THE PRICE OF HEART’S DESIRE
Concerning Goods, their Value, and the Delivery of the Same
In the morning the travellers arose with the sun, and after breakfast Tom Osby began methodically to break camp as though preparing for the return up-country. Neither made reference to any event occurring since their arrival, or which might possibly occur in the near future. Dan Anderson silently watched his partner as he busied himself gearing up his horses. All was nearly ready for the start on their journey down the east side of the Sacramentos, when they heard afar a faint and wheezy squeak, the whistle of a railway train climbing up the opposite slope.
“There’s the choo-choo cars,” said Tom, “comin’ a-rarin’ and a-pitchin’. The ingine has to side-step and back-track about eight times to get up the grade. Didn’t notice my old grays a-doin’ that none, when we come up, did you? I’m the railroad for our town, and I’ve got that one beat to a frazzle. Now listen to that thing, Dan; that’s the States comin’ to find us out.” Dan Anderson made no reply.

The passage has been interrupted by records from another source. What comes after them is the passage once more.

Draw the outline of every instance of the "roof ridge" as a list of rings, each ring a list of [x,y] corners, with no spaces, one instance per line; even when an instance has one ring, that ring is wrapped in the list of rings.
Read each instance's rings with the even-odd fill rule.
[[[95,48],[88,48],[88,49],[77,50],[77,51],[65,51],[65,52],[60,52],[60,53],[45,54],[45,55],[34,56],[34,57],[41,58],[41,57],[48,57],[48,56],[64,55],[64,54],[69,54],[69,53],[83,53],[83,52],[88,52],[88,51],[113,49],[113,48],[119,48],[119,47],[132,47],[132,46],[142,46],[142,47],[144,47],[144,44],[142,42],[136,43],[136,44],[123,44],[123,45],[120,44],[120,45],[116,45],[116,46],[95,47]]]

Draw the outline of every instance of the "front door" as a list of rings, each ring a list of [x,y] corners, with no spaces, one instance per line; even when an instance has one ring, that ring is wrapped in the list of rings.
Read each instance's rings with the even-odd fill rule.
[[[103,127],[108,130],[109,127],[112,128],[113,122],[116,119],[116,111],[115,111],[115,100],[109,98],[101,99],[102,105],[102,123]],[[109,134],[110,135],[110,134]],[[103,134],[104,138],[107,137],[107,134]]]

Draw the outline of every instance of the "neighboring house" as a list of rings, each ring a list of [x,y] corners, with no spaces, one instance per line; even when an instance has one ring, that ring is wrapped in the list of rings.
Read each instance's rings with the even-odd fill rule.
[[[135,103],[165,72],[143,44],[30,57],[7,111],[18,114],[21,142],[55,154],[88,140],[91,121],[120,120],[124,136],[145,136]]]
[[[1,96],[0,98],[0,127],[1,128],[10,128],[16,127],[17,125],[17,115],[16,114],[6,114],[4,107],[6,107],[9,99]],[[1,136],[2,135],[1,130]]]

“Well, let her come,” Tom resumed cheerfully; “I come from Georgy, and in that country, it ain’t considered perlite to worry if you’ve got one square meal ahead. Which, by the way, reminds me that that’s about all we’ve got ahead now. You just set here with the team a while, while I take a pasear down the canon to see if I can get a deer for supper to-night. I hope the old railroad ain’t scared ’em all away. Besides, we might as well stay here for a hour or so anyway, now, and see what the news is, since the cars has got in.”

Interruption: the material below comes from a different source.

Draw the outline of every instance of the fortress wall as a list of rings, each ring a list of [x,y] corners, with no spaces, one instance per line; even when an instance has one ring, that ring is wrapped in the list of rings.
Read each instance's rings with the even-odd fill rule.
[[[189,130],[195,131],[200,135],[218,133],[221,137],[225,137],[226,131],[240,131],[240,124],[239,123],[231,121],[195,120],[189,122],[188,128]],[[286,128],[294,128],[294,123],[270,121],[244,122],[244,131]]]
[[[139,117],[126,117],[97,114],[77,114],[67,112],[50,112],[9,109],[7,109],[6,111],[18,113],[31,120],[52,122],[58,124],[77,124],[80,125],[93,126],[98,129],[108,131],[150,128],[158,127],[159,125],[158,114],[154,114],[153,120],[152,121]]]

He tapped the muzzle of his old rifle against the wagon wheel to shake out the dust, and then took a squint into the barrel. “I can see through her,” he said, “or any ways, halfway through, and I reckon she’ll go off.” Next he poked the magazine full of cartridges, and so tramped off down the mountain side.
Dan Anderson sat down on a bundle of bedding, and fell into a half dream in the warm morning sun. There was time even yet for him to escape, he reflected. He had but to step into the wagon, and drive on down the canon. Constance Ellsworth—if indeed it were true that she had come again so near to him—need never know that he had been there. How could he learn if she had indeed come? How could he ever face her now? Surely she could never understand. She could only despise him. Dan Anderson sat, irresolute, staring at the breakfast dishes piled near the mess-box ready for packing.